Как раз привезли обед. И тут, что бывало чрезвычайно редко, к нам в роту зашли начальник разведотдела с начальником политотдела дивизии. Перед ними предстала такая картина: днем, на разбросанных одеялах, разведчики обедают и распивают те несколько бутылок, что я принес. Жигалов в крик, причем там среди нас были разведчики и старше меня по званию, но он начал высказывать претензии именно мне: «Бухенко, ты что тут пьянку устроил!» и т. д. и т. п. «Аннулирую твое представление к ордену Отечественной войны, и вообще спишем тебя в пехоту!» Даже облил меня из одной бутылки… Черт с ним, с этим орденом, а в пехоту очень не хотелось… Ко всему этому начальник политотдела хорошо знал меня как комсорга роты. Но ребята отстояли: отправили делегацию, попросили за меня. Вот так меня выставили пьяницей!
Я видел всего один раз, что какой-то солдат утонул в спирте, но случаев отравлений солдат техническим спиртом в нашей дивизии не было, хотя в Польше было очень много спиртзаводов. Там спирт брали, сколько хотели и могли. Когда спирт заливали и хранили в бочках из-под бензина, то потом его за цвет и за запах называли «автоконьяк».
— Насколько остро вы переживали смерть товарищей?
— Смерть наших разведчиков, конечно, переживалась гораздо острее, чем смерть незнакомых тебе людей. Особенно тяжело я переживал гибель товарищей, пришедших в разведроту одновременно со мной из училища. Помню, гибель первого из нашей группы, Васи Стасевского, просто потрясла меня: мы попали под артобстрел, и осколок мины попал ему в висок так, что оба глаза выскочили из орбит и висели на лице только на нервах…
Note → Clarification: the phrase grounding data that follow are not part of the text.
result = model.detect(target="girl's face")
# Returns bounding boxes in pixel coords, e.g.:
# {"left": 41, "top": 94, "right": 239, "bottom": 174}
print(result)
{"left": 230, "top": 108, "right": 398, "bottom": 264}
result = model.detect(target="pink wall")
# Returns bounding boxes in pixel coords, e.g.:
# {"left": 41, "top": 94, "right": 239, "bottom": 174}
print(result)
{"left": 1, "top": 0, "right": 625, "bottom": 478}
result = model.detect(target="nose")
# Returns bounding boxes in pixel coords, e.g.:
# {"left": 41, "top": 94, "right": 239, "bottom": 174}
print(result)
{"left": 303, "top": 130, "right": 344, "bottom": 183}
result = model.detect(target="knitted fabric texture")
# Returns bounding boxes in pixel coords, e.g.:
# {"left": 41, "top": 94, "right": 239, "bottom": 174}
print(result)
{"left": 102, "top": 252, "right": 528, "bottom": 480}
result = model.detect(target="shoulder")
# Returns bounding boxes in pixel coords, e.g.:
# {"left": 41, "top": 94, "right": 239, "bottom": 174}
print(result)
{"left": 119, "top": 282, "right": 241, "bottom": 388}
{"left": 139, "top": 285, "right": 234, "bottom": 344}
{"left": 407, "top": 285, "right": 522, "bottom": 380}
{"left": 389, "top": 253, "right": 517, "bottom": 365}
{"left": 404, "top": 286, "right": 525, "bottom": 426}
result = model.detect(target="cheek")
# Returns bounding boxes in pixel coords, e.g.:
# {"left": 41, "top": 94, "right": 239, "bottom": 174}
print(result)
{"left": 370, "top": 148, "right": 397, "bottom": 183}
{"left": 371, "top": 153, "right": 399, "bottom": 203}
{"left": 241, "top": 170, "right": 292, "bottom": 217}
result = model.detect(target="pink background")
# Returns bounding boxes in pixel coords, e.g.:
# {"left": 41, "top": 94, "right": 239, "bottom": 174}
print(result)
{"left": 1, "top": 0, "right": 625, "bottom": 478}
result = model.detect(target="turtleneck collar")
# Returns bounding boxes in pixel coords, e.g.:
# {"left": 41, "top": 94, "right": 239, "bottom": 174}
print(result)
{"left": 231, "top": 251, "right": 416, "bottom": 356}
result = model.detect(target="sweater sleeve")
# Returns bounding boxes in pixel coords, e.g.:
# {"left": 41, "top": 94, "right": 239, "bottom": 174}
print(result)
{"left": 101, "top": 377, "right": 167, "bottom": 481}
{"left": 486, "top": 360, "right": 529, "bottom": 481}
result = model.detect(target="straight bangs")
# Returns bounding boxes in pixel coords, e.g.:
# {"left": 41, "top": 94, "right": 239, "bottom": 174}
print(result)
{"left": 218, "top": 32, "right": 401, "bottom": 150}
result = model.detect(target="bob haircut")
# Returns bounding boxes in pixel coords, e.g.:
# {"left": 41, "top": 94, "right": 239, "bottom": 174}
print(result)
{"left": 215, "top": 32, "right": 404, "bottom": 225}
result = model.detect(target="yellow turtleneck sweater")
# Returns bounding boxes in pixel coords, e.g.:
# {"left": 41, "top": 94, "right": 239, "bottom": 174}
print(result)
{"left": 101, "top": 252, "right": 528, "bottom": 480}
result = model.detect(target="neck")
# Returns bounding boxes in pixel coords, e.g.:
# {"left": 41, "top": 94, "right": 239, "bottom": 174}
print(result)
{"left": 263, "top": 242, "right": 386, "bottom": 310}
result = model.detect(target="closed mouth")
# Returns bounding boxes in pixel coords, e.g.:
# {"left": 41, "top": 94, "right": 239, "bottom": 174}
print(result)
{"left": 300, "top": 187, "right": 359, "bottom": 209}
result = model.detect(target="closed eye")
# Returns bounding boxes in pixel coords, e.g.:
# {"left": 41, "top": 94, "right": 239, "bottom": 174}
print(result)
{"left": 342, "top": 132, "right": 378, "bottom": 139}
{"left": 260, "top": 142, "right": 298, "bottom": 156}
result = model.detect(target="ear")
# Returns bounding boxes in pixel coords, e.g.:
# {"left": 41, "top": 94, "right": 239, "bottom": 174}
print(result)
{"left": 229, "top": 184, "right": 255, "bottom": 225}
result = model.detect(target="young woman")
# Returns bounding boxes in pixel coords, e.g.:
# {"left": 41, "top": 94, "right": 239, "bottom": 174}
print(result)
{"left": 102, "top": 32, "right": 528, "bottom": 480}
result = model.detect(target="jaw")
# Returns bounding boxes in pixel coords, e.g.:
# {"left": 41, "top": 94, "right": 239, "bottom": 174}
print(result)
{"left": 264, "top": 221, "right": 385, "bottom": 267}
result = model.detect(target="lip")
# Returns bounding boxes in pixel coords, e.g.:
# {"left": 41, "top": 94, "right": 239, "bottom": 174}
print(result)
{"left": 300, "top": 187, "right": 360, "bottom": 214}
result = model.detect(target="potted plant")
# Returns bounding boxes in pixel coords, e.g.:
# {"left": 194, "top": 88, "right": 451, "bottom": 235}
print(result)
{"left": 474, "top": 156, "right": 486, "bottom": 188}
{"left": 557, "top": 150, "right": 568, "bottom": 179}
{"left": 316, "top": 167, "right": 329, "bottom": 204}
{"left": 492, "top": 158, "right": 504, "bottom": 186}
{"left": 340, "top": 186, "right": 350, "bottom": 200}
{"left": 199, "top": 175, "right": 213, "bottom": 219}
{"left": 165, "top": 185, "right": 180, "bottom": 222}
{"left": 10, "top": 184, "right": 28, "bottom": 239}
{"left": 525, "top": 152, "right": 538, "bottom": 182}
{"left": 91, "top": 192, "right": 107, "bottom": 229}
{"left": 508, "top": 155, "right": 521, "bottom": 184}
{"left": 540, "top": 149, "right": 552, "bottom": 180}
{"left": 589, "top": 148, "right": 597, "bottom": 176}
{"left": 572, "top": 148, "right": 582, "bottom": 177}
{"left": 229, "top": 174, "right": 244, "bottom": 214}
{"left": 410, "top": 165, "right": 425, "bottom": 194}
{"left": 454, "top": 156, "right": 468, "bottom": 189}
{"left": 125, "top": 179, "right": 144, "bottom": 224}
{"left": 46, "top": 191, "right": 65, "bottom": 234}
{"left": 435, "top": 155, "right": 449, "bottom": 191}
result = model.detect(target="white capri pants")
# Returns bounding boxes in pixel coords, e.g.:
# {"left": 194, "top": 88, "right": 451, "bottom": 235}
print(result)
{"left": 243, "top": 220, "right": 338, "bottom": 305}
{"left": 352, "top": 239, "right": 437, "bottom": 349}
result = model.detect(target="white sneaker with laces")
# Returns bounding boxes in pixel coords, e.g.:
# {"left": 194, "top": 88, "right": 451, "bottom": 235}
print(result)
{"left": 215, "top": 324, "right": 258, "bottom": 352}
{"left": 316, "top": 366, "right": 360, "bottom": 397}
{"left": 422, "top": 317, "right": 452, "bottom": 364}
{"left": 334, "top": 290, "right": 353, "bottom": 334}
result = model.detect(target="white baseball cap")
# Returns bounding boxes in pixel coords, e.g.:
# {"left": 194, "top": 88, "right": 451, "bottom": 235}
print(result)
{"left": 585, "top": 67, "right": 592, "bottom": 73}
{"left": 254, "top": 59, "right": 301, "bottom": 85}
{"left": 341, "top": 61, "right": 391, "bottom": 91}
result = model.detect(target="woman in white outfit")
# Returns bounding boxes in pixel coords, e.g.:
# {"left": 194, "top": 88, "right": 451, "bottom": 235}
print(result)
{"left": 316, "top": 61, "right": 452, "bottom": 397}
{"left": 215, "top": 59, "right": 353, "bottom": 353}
Потери же пехоты если поначалу еще как-то волновали, то потом уже на это не особо обращали внимание… Мы спокойно могли есть, поставив котелок на труп нашего же солдата…
Уборка и захоронение погибших в нашей армии были налажены безобразно. Зато немцы сразу собирали своих, даже во время тяжелых боев и отступлений, и по-человечески их хоронили. Ау нас… Месяцами могли лежать неубранными… Вдоль дорог, на дорогах лежали, и по этим трупам ездил наш же транспорт… Особенно угнетающе эти картины действовали на необстрелянное пополнение.
— Были в вашей роте случаи трусости и, наоборот, героические поступки?
— Случаев трусости я не помню. Конечно, все мы боялись, но чувство долга и ответственность все-таки пересиливали. К тому же у нас в роте все были добровольцы, люди знали, на что шли. А насчет героев… У нас в роте был всеобщий любимец Павел Силентьев. Он был нашим одногодком, но у него был такой авторитет и его так все любили, что называли только по имени-отчеству — Павел Павлович. Это был наш «Василий Теркин». Умный, веселый парень, прекрасно играл на губной гармошке, даже в самые тяжелые моменты он не давал нам унывать, мог поднять настроение всей роте… На Магнушевском плацдарме, южнее Варшавы, мы были в «поиске». Видно, какой-то немец что-то услышал и бросил гранату в нашем направлении. Она упала прямо посередине нашей группы, рядом с Павлом. Мы ползли тогда очень плотно, и многие бы пострадали, но Силентьев накрыл своим телом эту гранату… Мы его вытащили, ему оторвало руку, разворотило бок и бедро, но по дороге в санбат он умер… Вот такой был человек! На такое способен был далеко не каждый… Представили ли его посмертно к награде, я не знаю.